Run complete data science workflows with high-speed GPU computing power and parallelise data loading, data manipulation and machine learning for 50 times faster end-to-end data science pipelines.

Rapids Image


Today, data science and machine learning have become the world's largest compute segment. Minor improvements in the accuracy of analytical models mean billions in profits for the company. To build the best models, data scientists must painstakingly train, evaluate, iterate and re-train to produce highly accurate results and powerful models. With RAPIDS™, processes that used to take days now take minutes, making it easier and faster to create and deploy value-added models.
Rapids Workflow Image
Workflows have many iterations of converting raw data into training data, which is fed into many algorithm combinations,
which are subjected to hyperparameter tuning to find the right combinations of models, model parameters and data features for optimal accuracy and performance.


RAPIDS is a suite of open-source software libraries and APIs for running data science pipelines entirely on GPUs - and can reduce training times from days to minutes. RAPIDS is built on NVIDIA® CUDA-X AI™ and combines years of development in graphics, machine learning, deep learning, high-performance computing (HPC) and more.


Data science is all about getting results fast. RAPIDS uses NVIDIA CUDA® under the bonnet to accelerate your workflows by running the entire data science training pipeline on GPUs.
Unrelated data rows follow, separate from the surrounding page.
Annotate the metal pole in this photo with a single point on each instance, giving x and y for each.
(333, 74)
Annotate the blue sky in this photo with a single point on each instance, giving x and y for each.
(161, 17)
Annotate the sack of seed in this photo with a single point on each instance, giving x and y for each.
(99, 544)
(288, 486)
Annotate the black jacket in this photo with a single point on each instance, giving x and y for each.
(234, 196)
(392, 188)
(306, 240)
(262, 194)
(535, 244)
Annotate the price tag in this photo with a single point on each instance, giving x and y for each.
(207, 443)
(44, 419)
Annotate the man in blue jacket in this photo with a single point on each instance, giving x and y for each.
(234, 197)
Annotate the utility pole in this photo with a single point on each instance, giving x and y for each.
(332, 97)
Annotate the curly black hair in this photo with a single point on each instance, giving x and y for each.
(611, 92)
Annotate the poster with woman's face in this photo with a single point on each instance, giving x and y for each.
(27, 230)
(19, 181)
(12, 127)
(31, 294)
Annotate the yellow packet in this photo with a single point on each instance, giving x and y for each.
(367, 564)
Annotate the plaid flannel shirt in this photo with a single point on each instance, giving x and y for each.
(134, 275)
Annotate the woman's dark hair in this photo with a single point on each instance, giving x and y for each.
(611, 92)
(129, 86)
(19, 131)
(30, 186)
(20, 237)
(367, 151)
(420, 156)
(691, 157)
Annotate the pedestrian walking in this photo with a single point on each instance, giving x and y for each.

This reduces training time and model deployment frequency from days to minutes.


By hiding the complexity of working with the GPU and even the communication protocols behind the scenes within the data centre architecture, RAPIDS creates an easy way to do data science. As more and more data scientists use Python and other high-level languages, providing acceleration without code change is critical to rapidly improving development time.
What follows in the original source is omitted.